İktidarın güç kaybederek zayıflaması, daha sertleşmesi ve dağıtıcı olmasına yol açarken parti kapatmak da içinde her ihtimali de hazırda tutuyor. Bunun bizim gibiler açısından anlamıysa direniş ve seçim sürecinin iç içe geçmesidir
Nesrin Aslan*
Anlaşılan o ki seçim sürecine girmişiz. Artık erken de zamanında da olsa kalan süre açısından aylarla ifade edilecek zamandayız. Önemsiz seçim zaten görmedik de bu da en önemlisi olacak gibi görünüyor. Demokratik ülkelerde güvenliğiyle, katılımın hatta sayımın kolaylaştırılmasıyla devletin güvenli kurumlarının hallettiği bütün işler kucağımızda olacak. Her an uyanık olmamız, can güvenliği başta her türlü ihtimale hazır olmamız da şart. ‘Bu da değişmesi için oy kullanacağımız gerçeğimiz’ diyerek doğru oy kullanmaya teşvik çağrılarımızı yapma aşamasındayız.
Bense tarihi öneminin farkında ve gereği için hazır olsam da ‘Şu örgütsel sorunumuzu çözseydik, bu ortak akıl konusunda yol alsaydık’ gibi detaylara çok aldırmamaya çalışıyorum. Nasıl olsa zamanı gelecek olan halledeceğimiz işler. Şimdiyse en örgütlü şekilde seçime odaklanmış olmak için düğmeye basma zamanı. Partimizin özüyle, sözüyle bir ‘Türkiye Partisi’ renkliliği ve çeşitliliğiyle umut olacağı, kapsayıcı olacağı şekilde çalışma zamanındayız.
Eskilerden çok önemli farkı yana yakıla oyumuzu nasıl kullanacağımız gibi bir derdimiz yok. Seçim mutabakatı, ittifakı gibi konularda ilkesel bir dik duruşumuz var. Arayanın bulacağı partimiz HDP var. Şimdi yine genel seçim ve başkanlık seçimine gidiyoruz. İlkinde partimiz için çalışırken ikincisinde gelişme ve durum gereği karar almamız gerekeceğini de biliyoruz. Değiştirmenin yolu, usul gereği böyle bir güzergah izleyecek. Sonuçlarına gelirsek henüz giden de gelen de belli değilken büyük laflar etmek akıllıca olmayacağı için şimdilik kimse için çantada keklik değil diyelim.

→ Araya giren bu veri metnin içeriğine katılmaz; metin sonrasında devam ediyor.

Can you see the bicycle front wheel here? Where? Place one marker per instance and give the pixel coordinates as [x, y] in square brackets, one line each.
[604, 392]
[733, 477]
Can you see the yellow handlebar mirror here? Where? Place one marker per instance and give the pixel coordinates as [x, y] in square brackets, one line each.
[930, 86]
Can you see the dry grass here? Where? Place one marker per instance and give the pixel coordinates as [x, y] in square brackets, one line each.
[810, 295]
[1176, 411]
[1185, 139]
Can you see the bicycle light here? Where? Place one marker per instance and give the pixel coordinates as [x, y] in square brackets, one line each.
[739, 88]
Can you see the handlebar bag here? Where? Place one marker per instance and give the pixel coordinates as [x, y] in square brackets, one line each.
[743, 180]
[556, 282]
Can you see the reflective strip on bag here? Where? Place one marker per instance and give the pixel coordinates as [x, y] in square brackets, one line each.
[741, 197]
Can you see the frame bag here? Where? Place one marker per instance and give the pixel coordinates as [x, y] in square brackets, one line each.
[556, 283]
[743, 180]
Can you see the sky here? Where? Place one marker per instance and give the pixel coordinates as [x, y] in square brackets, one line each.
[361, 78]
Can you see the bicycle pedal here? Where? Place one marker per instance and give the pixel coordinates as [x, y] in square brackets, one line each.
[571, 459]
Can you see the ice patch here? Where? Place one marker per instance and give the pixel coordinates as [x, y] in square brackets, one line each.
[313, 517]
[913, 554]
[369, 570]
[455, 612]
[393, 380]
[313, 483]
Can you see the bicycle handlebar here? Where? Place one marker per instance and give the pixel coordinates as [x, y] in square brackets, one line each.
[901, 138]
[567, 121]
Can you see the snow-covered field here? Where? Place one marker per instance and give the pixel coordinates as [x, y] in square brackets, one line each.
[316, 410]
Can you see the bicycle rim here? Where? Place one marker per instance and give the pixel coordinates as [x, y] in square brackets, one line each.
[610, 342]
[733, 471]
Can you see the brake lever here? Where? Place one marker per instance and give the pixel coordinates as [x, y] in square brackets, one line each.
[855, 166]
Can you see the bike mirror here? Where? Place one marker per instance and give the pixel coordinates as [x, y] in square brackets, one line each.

Bize gelince, milat gibi öncesi ve sonrası olacak bu önemli seçimin oyumuzu arttıracak tarihi bir seçim olacağını iddia edersem yanlış olmaz gibi. Partiler mutabakatıyla yetinmeden kadın, ekoloji, emek gibi hep direnişte olan mücadele alanlarının da içinde ve öznelerinden olacağımız bir seçim çalışması örgütler, herkesin kendi meşrebince isyanı ve katkısını da kapsayarak çalışırsak daha hakiki bir çalışma olur ve değiştiririz.
Örneğin mücadele alanlarının ellerindeki devlet imzalı uluslararası sözleşmeleri içerecek sözümüz bir meşruiyet de kazandıracaktır. Meşruiyet konusunu da atlamadan planlarsak, kapsayıcılık ve umudu da geliştirmiş, büyütmüş oluruz. Sonrası için de gelecek tasarımı ve ortak akıl bakımından zenginlik olur.
İktidarın güç kaybederek zayıflaması, daha sertleşmesi ve dağıtıcı olmasına yol açarken parti kapatmak da içinde her ihtimali de hazırda tutuyor. Bunun bizim gibiler açısından anlamıysa direniş ve seçim sürecinin iç içe geçmesidir. Yani kısaca partimizi kapattırmamak, öyle bile olsa seçimlerin dışında kalmamak için akıl geliştirmek, gereği için yol bulmak, çaba göstermek gerekiyor.
Bu yoğunluğun içinde seçim sonrasını güvenle bırakacağımız bir muhalefetin olmadığı da çok açık. Bu nedenle mücadele birikimimizle, konusunun uzmanı olan arkadaşlarımızın, dostlarımızın üretkenliğiyle, aklımızın ve sözümüzün gücüyle aktif ve dominant olmamız gerektiğinin de bilincindeyiz. En zor çözülecek gibi görünen sorunlara ilişkin de kimi hazır, kimi hazırlanan yanıtlarımız var. O bakımdan çok daha iyi durumda olduğumuzdan da eminim.
Davetleri kavgaysa en önemli silahın akıl olduğunu da görürler. -Bu da benim sözüm olsun.-
Biz hiç unutmayalım ki, artık değiştirme zamanı.